"RICOH THETA", the world’s first* spherical imaging device, can capture a fully spherical image encapsulating the photographer with one-shot. The device is a fusion of Ricoh’s original optical techniques and image processing technology.
*As a mass-produced consumer product capable of capturing all the space surrounding the photographer beyond horizontal or a semi celestial sphere, with one-shot. (Based on Ricoh research)
Ricoh developed the spherical imaging device "RICOH THETA" (Fig. 1), which can easily take a fully spherical image with a single shutter release, aiming to create a new image culture with spherical images, something which had never seen before.
Fig. 1 Exterior view of RICOH THETA (both faces)
Until now, in order to photograph fully spherical images, many shots had to be captured with different angles of view for later synthesis by dedicated software, or a large camera equipped with many image sensors was required. This was not easy for general users.
To simplify this kind of photography, Ricoh conceived, developed and designed a special device, focusing on portability and operability, and adhering to the concept "portable at any time," "ready to shoot every moment" and "leaving the scene." We then commercialized a thin, compact body imaging device that can photograph spherical images (Fig. 2) with one-shot, using various techniques cultivated by Ricoh. These include optical techniques, image processing technology, software skills and network infrastructure techniques.
Fig. 2 Spherical images photographed by RICOH THETA
Spherical images are generated by shooting in four directions (left, right, up and down) at once centering on the device, with two super-wide-angle lenses (fish-eye lenses) positioned on both faces of the RICOH THETA main body. As Fig. 3 shows, the inflection optical systems are symmetrically-positioned, and in the respective inflection optical system, incident light from the super-wide-angle lens is reflected by a prism mirror, angled 90 degrees, and received by the image sensor (CMOS sensor). Two images obtained with two image sensors are thus synthesized to generate a complete spherical image.
Fig. 3 Symmetrically-positioned inflection optical systems
In RICOH THETA, we placed the prism inside the respective optical system; by bonding both prisms together, we substantially reduced the parallax influence between two points of observation (lens on both faces), which enabled the creation of a very compact device.

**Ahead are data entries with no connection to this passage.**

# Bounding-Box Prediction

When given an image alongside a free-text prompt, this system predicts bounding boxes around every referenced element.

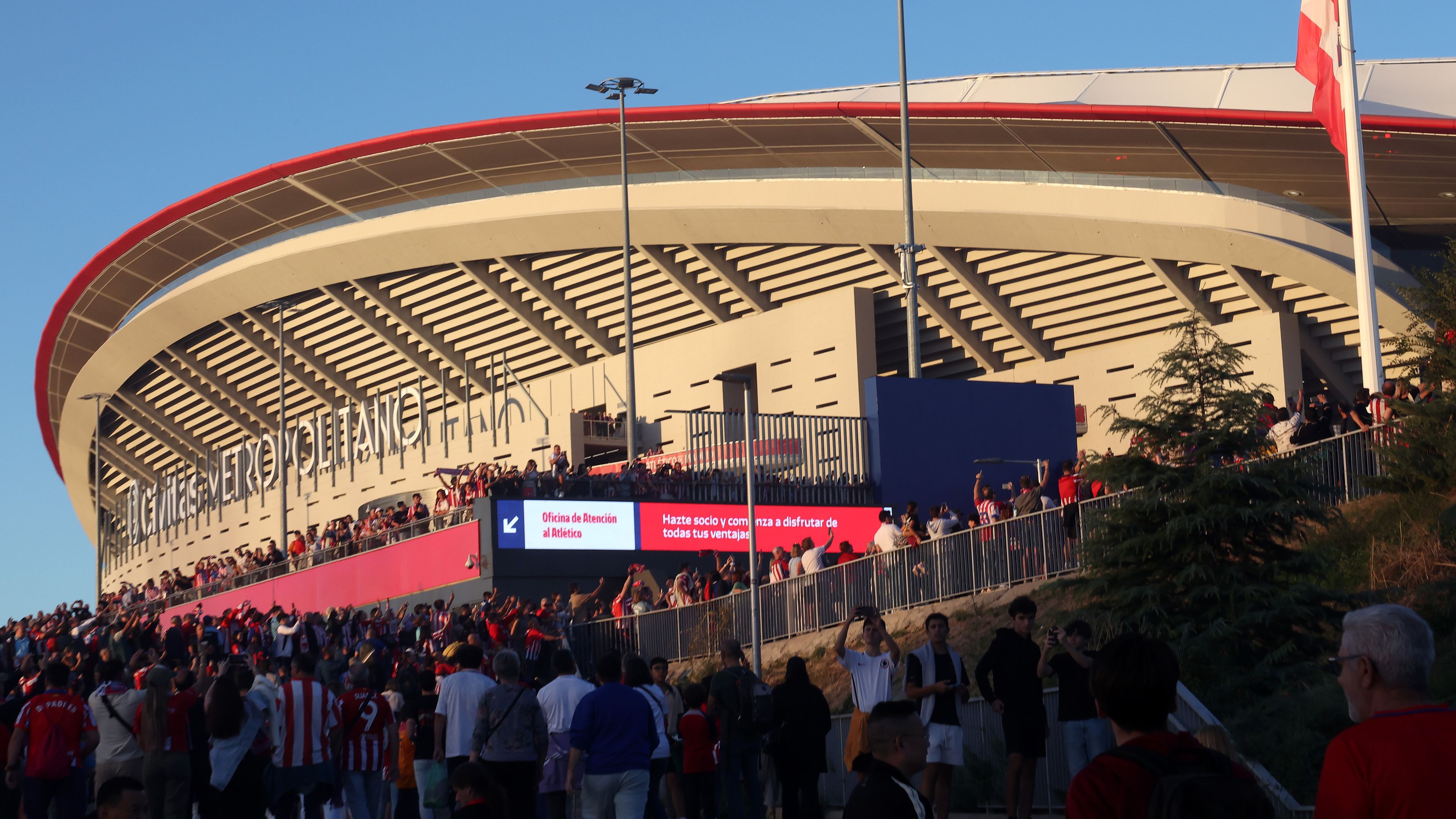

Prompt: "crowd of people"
[1261,378,1436,452]
[0,593,1456,819]
[104,445,864,608]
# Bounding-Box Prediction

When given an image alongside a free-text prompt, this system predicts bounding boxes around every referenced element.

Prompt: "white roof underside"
[731,57,1456,119]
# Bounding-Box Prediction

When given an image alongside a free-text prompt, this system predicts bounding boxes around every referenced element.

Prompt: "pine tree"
[1072,320,1343,706]
[1369,242,1456,494]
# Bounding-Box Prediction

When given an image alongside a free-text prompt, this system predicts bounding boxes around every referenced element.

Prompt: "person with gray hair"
[1315,604,1456,819]
[470,657,547,819]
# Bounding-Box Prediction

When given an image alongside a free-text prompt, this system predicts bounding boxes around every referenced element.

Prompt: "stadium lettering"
[122,384,425,546]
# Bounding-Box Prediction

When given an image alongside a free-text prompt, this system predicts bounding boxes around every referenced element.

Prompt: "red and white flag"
[1294,0,1345,153]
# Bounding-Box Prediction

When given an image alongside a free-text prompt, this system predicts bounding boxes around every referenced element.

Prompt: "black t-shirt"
[906,653,971,726]
[1047,652,1096,723]
[401,694,440,759]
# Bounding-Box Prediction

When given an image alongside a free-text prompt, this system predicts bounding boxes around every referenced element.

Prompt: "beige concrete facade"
[58,179,1409,588]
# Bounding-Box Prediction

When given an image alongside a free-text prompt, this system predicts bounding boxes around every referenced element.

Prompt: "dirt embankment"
[674,581,1098,713]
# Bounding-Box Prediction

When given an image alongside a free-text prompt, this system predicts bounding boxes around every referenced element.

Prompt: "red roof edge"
[35,102,1456,479]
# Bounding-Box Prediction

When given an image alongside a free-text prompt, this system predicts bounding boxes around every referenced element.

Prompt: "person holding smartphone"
[906,611,971,819]
[834,605,900,781]
[1037,620,1109,783]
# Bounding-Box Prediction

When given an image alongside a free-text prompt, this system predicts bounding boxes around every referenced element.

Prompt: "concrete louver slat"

This is a uniquely developed micro twin-lens inflection optical system.
Limb resolution of the lens also required attention. With the usual lens for digital cameras, central resolution is most important. However, with RICOH THETA, because a spherical image is generated by jointing two images, there is no distinction between center or limb on the image a user ultimately sees. The same resolution is called for both limb and center.
Ricoh achieved an optical system that shows no image deterioration over the entire image by changing magnification of the image limb. Ricoh's optical techniques made possible an ultra-wide-angle lens of more than 180 degrees with equivalent resolution over the entire image, further making the fixing of these two ultra-wide-angle lenses possible without position displacement.

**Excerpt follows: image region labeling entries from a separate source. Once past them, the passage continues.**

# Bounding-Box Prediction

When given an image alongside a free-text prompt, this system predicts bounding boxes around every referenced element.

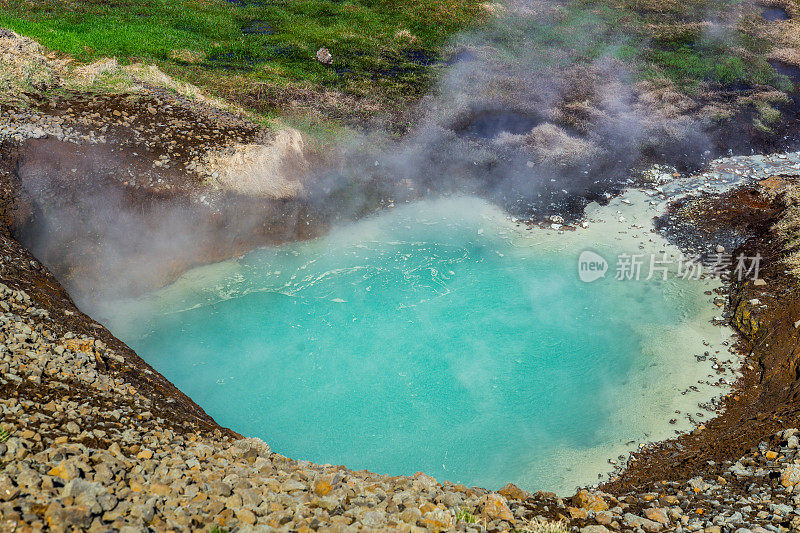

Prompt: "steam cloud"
[21,1,710,308]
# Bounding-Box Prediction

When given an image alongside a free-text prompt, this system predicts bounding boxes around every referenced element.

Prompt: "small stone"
[581,524,609,533]
[0,474,19,502]
[781,464,800,487]
[483,493,514,521]
[136,449,153,460]
[314,479,333,496]
[497,483,531,500]
[236,509,256,526]
[572,489,608,512]
[317,48,333,65]
[567,507,589,520]
[644,507,669,524]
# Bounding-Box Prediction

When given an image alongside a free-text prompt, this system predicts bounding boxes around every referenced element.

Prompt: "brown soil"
[603,181,800,493]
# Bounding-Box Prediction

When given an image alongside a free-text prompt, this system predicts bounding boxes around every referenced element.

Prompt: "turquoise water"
[103,200,720,489]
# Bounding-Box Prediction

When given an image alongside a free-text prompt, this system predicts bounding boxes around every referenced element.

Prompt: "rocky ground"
[0,21,800,533]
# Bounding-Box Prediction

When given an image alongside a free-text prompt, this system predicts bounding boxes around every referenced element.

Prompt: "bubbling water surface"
[105,198,727,492]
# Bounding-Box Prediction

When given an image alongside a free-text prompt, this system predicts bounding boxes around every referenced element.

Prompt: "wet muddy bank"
[604,176,800,492]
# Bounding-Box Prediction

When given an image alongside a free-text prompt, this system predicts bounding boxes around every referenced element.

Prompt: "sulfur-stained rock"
[572,489,608,512]
[482,493,514,522]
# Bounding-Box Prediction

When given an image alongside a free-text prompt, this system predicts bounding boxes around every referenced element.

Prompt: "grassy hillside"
[0,0,481,119]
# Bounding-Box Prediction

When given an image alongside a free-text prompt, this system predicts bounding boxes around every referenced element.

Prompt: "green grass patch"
[0,0,480,109]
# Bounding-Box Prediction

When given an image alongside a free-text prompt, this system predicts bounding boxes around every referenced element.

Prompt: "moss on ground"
[0,0,794,130]
[0,0,481,117]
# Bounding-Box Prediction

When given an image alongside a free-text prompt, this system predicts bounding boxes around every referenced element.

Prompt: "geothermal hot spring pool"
[104,195,730,492]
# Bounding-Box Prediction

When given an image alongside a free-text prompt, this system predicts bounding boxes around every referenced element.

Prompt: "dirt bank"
[604,177,800,492]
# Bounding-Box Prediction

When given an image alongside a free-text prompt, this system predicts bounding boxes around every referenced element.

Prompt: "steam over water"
[106,199,736,491]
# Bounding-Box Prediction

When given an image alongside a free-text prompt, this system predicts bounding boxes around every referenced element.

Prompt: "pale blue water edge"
[101,199,724,490]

Beyond that, the lenses are processed so as to minimize the risk of lens cracking or staining.
The image processing flow in the spherical imaging device is as shown in the Fig. 4.
First, basic image processing is executed using image data obtained from two image sensors. Here, processing is executed so as to obtain images mostly equal in brightness and shade from the two image sensors, in addition to the image processing basically done with usual digital cameras. Specifically, the individual image sensor's difference in sensitivity is adjusted, and exposure is controlled for each of two image sensors, by comprehensively judging the brightness detected from two image data.
Fig. 4 Image processing flows
The joint image processing of the two images is then executed. First, in each of the two images, the amount of displacement is calculated between the standard image and the reference image by pattern matching processing for respective areas, so as to detect jointing points, as shown in Fig. 5. The two images are then converted into spherical-image format, respectively, taking account the detected jointing points and the lens properties of the respective optical system. Finally, the two images in the spherical-image format are blended to generate one spherical image. Thus, detecting the jointing points by pattern matching processing and reflecting them to image conversion parameters of the spherical image format make it possible to joint two images in real time.
Fig. 5 Image jointing process
Spherical images use equidistant cylindrical projections, and the position of respective pixels correspond to the spherical superficial coordinates. Taking the earth as an example, the earth's surface is imaged two-dimensionally, setting the latitude and longitude as the two axes.
The user can browse the spherical image with a dedicated application while varying observing points by moving the image vertically and horizontally or enlarging/shrinking the image, with the finger. In the processing of the application, mapping of the spherical image as a texture on the surface of a spherical object is performed, and by specifying the direction and the angle of view, a view (Fig. 2) as if a spherical image were pasted on the spherical surface is displayed.
Images are being produced using RICOH THETA that were heretofore unseen in the world. These images are transmitted from the user and shared around the world through the Web and SNS. Thus begins a new image culture.
Ricoh will continue to create and provide our customers with products that impart innovation to the imaging experience, making full use of techniques cultivated by Ricoh.